Assemblyman Conaway (D-7) appeared to testify in support of his bill, which grew out of a situation in Moorestown – for the full story on that, see:

A contaminant not currently regulated by drinking-water standards has been found in Moorestown’s water supply, causing town officials to shut down two of its primary wells.

The chemical, 1,2,3-trichloropropane, is a man-made and persistent substance used for paint removal and other purposes. It has been classified a “likely” carcinogen by the U.S. Environmental Protection Agency.

There is quite a bit of history on the Moorestown contamination, which DEP has known about and failed to discloses, regulate, or warn people about for many years.

In fact, as I testified to the Committee in support of the bill, the Drinking Water Quality Institute (DWQI) recommended that DEP adopt an MCL for TCP way back in a March 2009 Report to DEP:

“1,2,3-trichloropropane is a contaminant of nematocides/fumigants applied to soil, also used for other industrial purposes. It is stable in the environment, and has been detected in public water systems, private wells, and in ground water at contaminated sites in New Jersey. There is no federal MCL for 1,2,3- trichloropropane. In 1999, NJDEP developed a drinking water guidance value of 0.025 ug/L for 1,2,3-trichloropropane, based on the analytical practical quantitation limit (PQL). Given its occurrence in New Jersey drinking water and its status as a potent carcinogen, selection of 1,2,3-trichloropropane for possible development of a health-based MCL was recommended.” (p.5)

That same March 2009 DWQI Report also recommended new or lower MCL’s be adopted for 12 other toxic chemicals that New Jersey residents are exposed to:

V. Conclusions

Based upon the Health Effects, Testing, and Treatment Subcommittee reviews, the Drinking Water Quality Institute recommends the actions summarized in Table 7:

  • … Lower the MCL for eight contaminants: benzene, carbon tetrachloride, 1,3- dichlorobenzene, 1,4-dichlorobenzene, 1,1-dichloroethane, 1,2-dichloroethane, 1,1,2- trichloroethane, and vinyl chloride. [...]
  • Establish MCLs for five contaminants not currently regulated: DCPA and degradates, formaldehyde, n-hexane, methyl ethyl ketone, and 1,2,3-trichloropropane. …

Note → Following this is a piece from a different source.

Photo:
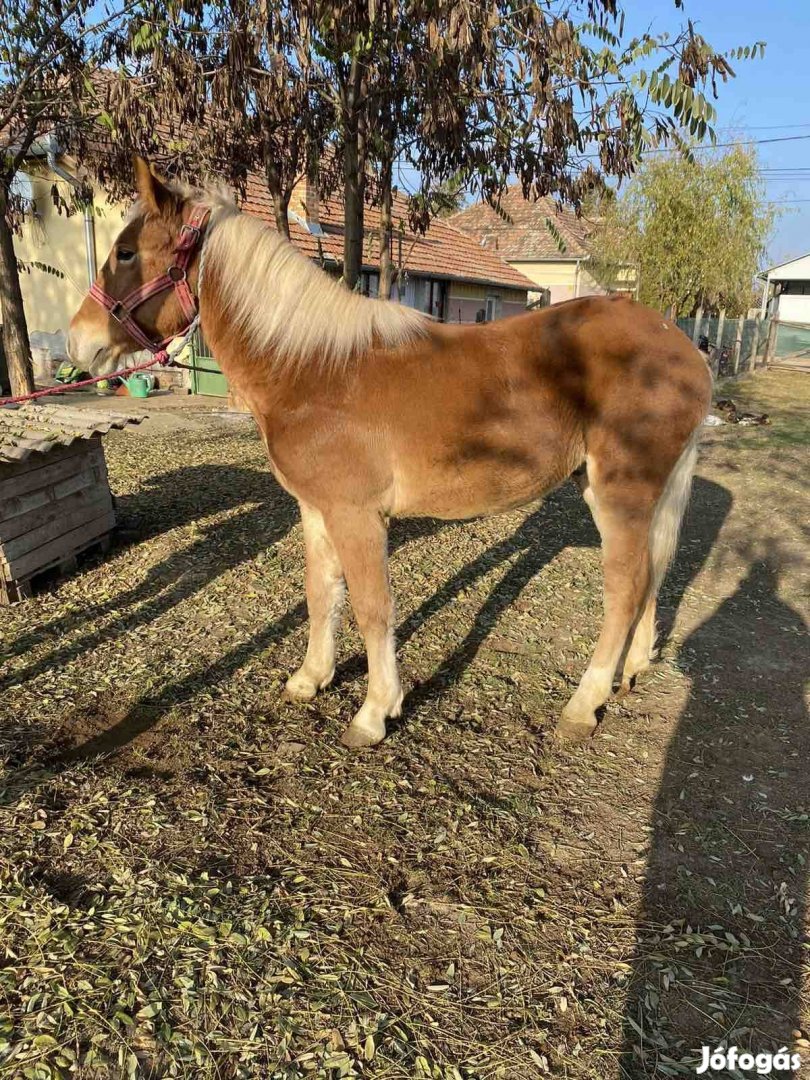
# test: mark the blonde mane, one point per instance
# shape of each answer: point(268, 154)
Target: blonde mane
point(286, 305)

DEP simply recklessly ignored those DWQI recommendations.

DEP also ignored DWQI MCL recommendations for cancer causing radon 222 (February 2009) and a component of jet fuel, toxic perchlorate (October 2005).

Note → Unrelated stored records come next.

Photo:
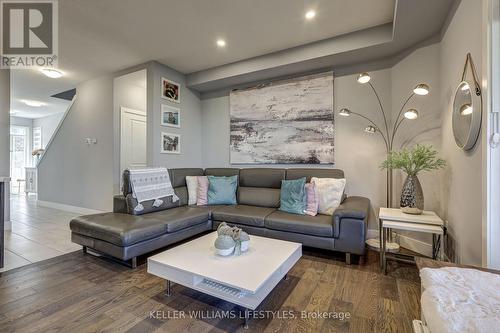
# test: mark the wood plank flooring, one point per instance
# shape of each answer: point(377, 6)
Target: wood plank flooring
point(83, 293)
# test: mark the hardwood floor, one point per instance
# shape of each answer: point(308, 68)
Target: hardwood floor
point(83, 293)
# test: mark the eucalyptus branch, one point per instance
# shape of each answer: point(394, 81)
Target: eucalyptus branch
point(420, 158)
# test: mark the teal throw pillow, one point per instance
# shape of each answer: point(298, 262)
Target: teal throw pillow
point(293, 196)
point(222, 190)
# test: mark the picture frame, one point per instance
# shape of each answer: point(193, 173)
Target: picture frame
point(170, 116)
point(170, 90)
point(170, 143)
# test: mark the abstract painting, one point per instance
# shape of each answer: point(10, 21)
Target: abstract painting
point(170, 143)
point(287, 122)
point(170, 90)
point(170, 116)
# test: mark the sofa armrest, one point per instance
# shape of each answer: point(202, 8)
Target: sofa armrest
point(119, 204)
point(352, 208)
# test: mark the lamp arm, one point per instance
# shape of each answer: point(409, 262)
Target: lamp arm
point(398, 122)
point(396, 126)
point(402, 108)
point(375, 125)
point(381, 108)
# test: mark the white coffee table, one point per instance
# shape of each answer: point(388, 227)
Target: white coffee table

As a result, thousands of people across the state – not just in Moorestown – are being exposed to unsafe levels of toxic chemicals known to be found in their drinking water without their knowledge and without any ability to take precautions to avoid that exposure.

This is simply wrong – it is an outrage that must end.

The Conaway Assembly bill (A3954 [1R]) finally provides a huge opportunity to fix this longstanding failure by DEP.

The Christie administration has tried to dismantle the DWQI and keep it from meeting.

The DWQI used to meet quarterly, but has met just once since September 2010, after powerful polluter Dupont opposed its recommendations to regulate another toxic chemical called PFOA.

As I testified, the Conaway bill needs to be amended to require that DEP adopt all prior DWQI recommended MCL’s that have been ignored by DEP.

At the hearing, I sat next to Assemblyman Conaway during my testimony. Chairwoman Spencer deferred to him regarding my recommendations to amend the bill to do this.

Conaway looked me in the eye and said he would consider that, I assume favorably because if he cares about the health of his constituents in Moorestown, he should care about the health of all New Jersey residents.

So, I’ve rearched out to the Assemblyman and I urge all of you to contact his office and your legislators to demand that the bill be amended to protect your drinking water.

We need a Senate companion bill so a Senate sponsors is needed too.